After a long hiatus, I've decided to start updating this blog again. It will be open-ended, and I hope a notebook of ideas and images. I started posting on here aged 17, when Twitter and Instagram hadn't yet taken off. Their growth (in the personal and corporate arenas) has been interesting to chart, with everyone from 12-year-olds to institutions like the Tate suddenly projecting themselves to the world. While the brevity of Twitter and the image focus of Instagram suggests the potential for a greater immediacy, I've found the reality to be something quite different.

Suzanne Moore wrote earlier today (in the context of this year's revamped Pirelli Calendar): "The demand for “realness” exists at precisely the same time as owning the means of production of imagery means just owning a phone. To look at Instagram is not to see how others live, but their own fantasies of life. Such lives consist of constant filters and retouching."

These projections can be fascinating in themselves, but I've found myself drawn back to the intimacy of the journal. Here formats are more sprawling, less defined. The active decision of readers to visit a blog also appeals, away from the endless scroll of social media. And the diary's introspective record of failures and impulses.

Sunday, 21 July 2013

Life's a beach




While the snow fell endlessly earlier this year, Maddy and I booked a trip away to Valencia for a couple of months ahead - based mainly on the criteria that it must be baking hot and include a beach. When we finally arrived last week, the first thing that hit us was the heat - and the over-abundance of fruit sold on every corner. 



With tropical ideals in mind, we ate cherries and peaches each day on the bright sandy beaches, drank orange juice cocktails on terraces in the evening, and cycled around the city taking in the palm trees and splashes of tiled colour on every building. We visited the Calatrava-designed complex in a surreal storm of purple lightning, and wandered through the cacti in the botanical gardens. 
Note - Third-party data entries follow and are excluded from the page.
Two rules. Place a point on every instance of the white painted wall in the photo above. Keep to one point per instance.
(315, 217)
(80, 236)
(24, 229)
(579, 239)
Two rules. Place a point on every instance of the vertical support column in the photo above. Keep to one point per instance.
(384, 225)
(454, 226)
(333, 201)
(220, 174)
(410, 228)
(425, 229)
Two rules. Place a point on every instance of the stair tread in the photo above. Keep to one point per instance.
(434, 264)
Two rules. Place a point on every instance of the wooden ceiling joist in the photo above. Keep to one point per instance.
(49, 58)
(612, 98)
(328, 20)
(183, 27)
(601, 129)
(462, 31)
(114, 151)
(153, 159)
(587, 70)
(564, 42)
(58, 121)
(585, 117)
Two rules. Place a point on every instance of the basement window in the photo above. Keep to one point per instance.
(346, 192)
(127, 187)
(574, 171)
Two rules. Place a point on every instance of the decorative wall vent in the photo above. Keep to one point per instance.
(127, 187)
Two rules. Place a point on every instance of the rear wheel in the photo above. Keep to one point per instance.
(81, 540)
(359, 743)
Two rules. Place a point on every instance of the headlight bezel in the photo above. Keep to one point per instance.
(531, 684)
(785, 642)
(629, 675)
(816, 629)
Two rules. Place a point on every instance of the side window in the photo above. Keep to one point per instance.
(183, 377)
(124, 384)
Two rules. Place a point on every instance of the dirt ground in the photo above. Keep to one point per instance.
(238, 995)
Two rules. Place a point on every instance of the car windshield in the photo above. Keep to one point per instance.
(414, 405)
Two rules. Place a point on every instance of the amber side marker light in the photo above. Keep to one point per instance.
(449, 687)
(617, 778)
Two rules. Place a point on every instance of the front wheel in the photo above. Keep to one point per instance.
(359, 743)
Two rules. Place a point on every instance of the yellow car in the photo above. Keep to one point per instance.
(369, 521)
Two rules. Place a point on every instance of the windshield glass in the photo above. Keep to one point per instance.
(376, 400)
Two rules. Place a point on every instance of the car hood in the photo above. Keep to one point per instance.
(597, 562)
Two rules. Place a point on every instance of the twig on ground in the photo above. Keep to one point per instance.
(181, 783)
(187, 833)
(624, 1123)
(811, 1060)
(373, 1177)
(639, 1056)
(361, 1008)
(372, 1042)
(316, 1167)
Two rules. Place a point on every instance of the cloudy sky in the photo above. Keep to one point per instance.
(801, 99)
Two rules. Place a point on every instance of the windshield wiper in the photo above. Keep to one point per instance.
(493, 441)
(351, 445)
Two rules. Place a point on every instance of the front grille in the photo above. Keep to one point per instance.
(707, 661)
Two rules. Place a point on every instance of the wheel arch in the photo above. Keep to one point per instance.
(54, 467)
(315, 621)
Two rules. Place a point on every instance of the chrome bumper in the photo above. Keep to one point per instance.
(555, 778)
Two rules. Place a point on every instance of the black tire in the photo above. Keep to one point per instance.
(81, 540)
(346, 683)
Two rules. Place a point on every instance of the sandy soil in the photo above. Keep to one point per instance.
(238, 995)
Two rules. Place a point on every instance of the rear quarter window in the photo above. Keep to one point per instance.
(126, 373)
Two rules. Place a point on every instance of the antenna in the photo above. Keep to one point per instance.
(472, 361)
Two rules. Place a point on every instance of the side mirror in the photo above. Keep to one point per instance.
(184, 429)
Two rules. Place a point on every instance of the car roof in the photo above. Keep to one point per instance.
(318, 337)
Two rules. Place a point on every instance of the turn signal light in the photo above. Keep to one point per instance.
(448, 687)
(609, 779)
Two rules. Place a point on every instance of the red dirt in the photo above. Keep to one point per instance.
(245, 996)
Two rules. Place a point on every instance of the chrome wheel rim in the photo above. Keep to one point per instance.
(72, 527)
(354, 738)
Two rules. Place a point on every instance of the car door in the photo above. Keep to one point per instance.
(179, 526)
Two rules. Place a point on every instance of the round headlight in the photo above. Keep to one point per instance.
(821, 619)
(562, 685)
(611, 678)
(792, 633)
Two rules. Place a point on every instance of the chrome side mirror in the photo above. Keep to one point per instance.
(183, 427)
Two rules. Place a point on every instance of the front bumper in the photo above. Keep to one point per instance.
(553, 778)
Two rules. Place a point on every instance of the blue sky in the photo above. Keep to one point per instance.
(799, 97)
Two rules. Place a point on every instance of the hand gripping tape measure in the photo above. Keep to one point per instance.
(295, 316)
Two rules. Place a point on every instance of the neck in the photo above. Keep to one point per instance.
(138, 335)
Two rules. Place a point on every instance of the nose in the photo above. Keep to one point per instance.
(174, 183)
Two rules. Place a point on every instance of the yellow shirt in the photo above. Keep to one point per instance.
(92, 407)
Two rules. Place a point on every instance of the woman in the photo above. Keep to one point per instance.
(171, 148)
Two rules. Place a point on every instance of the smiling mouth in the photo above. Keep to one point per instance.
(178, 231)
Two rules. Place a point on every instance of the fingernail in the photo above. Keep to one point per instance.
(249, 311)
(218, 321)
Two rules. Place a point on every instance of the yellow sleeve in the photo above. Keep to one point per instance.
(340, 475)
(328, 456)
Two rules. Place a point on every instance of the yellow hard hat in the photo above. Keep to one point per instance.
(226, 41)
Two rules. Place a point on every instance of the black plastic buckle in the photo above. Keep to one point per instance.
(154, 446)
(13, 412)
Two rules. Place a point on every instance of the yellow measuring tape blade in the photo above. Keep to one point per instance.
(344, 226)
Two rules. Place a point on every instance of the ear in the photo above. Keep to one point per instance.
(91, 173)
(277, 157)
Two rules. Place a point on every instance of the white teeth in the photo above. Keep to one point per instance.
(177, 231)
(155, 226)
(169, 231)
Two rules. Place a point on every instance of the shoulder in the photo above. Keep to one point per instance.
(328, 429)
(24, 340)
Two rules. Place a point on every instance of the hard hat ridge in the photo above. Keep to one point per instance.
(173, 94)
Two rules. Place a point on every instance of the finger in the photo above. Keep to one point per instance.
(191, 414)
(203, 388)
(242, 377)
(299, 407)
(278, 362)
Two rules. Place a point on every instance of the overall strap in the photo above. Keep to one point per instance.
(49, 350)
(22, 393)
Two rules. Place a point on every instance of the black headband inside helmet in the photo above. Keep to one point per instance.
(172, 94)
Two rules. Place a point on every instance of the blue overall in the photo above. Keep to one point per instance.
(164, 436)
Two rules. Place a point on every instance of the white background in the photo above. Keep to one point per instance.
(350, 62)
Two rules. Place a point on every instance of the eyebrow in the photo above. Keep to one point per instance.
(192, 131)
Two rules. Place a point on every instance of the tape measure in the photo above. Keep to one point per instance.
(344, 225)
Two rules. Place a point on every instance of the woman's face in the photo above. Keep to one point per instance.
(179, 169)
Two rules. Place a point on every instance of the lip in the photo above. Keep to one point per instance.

I carried my camera everywhere with an outline of creating a series based on the colours, forms and sheer heat of the city traced out. I wanted to combine these with Maddy's and my own portraits, taking direction from what I'd seen earlier that day. And most of all I wanted to channel the tropical heat of the holiday and our long, sunny days in the city.





















Saturday, 6 April 2013

Smoke of the city rising up into the sky

In Janaury when it was cold and clear in London I went round to Tony Benn's place just behind Notting Hill, to interview him with Isabella for the paper. He talked about his childhood, and his hopeful ideas for politics still today - all while clicking insistently on his lighter to try to get his pipe going. It wasn't until he got a moment before I took the picture that he finally lit it - I snapped him just as he lifted it up and breathed in deeply. The interview can be found here.  

Friday, 7 December 2012

Hemmed in by the desert

The Botanic Gardens in Cambridge are lined with incredible wooden-framed greenhouses, full of giant cacti, tropical plants and tiny shrubs. Inside, they're baking hot and full of light. We ran a feature in the paper on places to visit in the town, and so I cycled over to here to take some pictures of the gardens - I think we ended up with a big cactus on our front page, which was pretty great.






Tuesday, 2 October 2012

From the terraces inward

At the beginning of August I went to Athens to visit Aris, where we walked around in the blistering heat, stopping off to drink coffee with ice cubes floating in the glass. We visited open air summer cinemas, gallery rooftops for glasses of wine, the disused Olympic stadium, and bakeries for cheese and spinach pies. We drove to the beach, sat on his grandmother's terrace for the best view of the Acropolis in the city, and ate pieces of watermelon at a local market in the suburbs. 

I felt for a while that I could see little evidence of the Greek crisis, but derelict store fronts became more noticeable as we covered more of the city. I was amazed by how cheap it could be to eat out in the city, and many galleries had weekly openings until midnight free of charge. I was also surprised by how late everything operated until, with films being screened at 1am, and one bar that we went to closing only when the sun came up and it became too hot to remain in the open air.